The key complaint within the court document, which asks for a jury trial at the US District Court in San Jose, isn’t about the existence of the Downfall vulnerability, or the patch performance penalty, but of Intel basically sitting on its hands. The plaintiffs say that Intel knew of the “defect” behind Downfall since 2018.
Of course, 2018 was a very big year for computer security news. This was the year when Spectre and Meltdown were all over the headlines in the tech press. It was the first time we had seen exploits targeting the speculative execution process that is used by many modern CPUs to speed calculations. Due to the way this process was implemented, threat actors could snoop on data in memory from other processes.

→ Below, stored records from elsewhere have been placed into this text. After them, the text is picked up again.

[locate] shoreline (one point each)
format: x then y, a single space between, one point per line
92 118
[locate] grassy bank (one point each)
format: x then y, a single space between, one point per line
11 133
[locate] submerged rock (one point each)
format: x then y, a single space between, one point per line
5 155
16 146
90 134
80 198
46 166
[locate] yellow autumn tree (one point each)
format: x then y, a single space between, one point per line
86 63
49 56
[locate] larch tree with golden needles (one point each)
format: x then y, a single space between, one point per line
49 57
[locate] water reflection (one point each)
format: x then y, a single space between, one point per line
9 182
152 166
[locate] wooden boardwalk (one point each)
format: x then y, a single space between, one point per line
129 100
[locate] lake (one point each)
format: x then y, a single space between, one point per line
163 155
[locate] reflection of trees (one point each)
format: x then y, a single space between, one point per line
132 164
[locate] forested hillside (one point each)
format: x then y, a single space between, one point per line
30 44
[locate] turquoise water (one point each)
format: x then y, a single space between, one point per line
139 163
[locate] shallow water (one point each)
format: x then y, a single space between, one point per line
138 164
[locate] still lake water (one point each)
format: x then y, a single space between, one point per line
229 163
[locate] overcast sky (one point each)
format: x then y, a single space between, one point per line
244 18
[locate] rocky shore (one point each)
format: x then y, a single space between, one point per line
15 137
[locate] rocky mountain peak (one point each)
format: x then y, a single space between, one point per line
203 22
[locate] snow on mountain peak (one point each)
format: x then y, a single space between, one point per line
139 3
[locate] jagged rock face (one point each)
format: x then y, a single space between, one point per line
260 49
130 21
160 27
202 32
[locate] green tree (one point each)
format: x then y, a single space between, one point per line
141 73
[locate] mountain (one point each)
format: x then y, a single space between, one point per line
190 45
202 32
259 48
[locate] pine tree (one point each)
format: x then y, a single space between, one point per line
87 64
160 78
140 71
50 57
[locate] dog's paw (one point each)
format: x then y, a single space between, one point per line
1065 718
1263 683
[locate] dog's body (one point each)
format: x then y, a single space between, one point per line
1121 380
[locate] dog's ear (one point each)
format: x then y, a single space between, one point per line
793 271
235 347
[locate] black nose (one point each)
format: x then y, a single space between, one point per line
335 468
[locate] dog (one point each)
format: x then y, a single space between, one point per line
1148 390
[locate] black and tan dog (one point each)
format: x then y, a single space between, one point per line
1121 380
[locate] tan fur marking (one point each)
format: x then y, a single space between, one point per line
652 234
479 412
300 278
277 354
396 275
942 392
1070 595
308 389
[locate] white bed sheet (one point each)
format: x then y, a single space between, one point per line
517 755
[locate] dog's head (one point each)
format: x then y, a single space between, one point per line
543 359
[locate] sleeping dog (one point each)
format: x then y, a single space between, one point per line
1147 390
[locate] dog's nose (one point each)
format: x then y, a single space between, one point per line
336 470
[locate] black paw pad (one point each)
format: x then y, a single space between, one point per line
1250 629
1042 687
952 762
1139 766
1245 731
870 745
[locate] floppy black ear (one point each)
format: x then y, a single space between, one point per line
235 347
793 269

With all the uproar about Spectre and Meltdown, some security researchers began to look at similar attack vectors. It is thought that, in June 2018, Alexander Yee was one of the first computer enthusiasts and tinkerers to write about a “new Spectre exploit variant for Intel processors involving AVX and AVX512 instructions.” Intel got Yee to keep any detailed report under his hat until August 2018. With early access to this data and thousands of engineers on its payroll, one might have expected Intel to do something about this AVX data-leaking possibility.
Actually, according to the class action filing, Yee wasn’t the only one to warn Intel of AVX vulnerabilities which would eventually precipitate Downfall. A key argument of the plaintiffs is that “In the summer of 2018, as Intel was dealing with the fallout of Spectre and Meltdown and promising a hardware fix in future CPU generations, Intel received two separate vulnerability reports from third parties flagging a particular set of instructions on Intel’s CPUs, called the Advanced Vector Extensions (AVX).” Importantly, Intel hasn’t denied seeing these reports, the court document says “Intel contemporaneously acknowledged both reports.”
Above we have mentioned the main thrust of the class action suit, with complaints about Intel knowingly selling billions of CPUs since 2018 with a “defect.” Secondly, the two unacceptable choices for the CPU buyers were to either leave the vulnerability open or to apply a patch that “destroys their CPUs’ performance.” And it is mainly due to these factors that the plaintiffs are asking for “damages and equitable relief,” from Intel.
Some interesting background to each of the five plaintiffs is also provided in the court document shared by The Register [PDF]. Basically, each talks about their research into buying or DIYing a fast modern PC, how the system performance was eventually impacted by Downfall mitigations, and how price / performance was thus heavily impacted.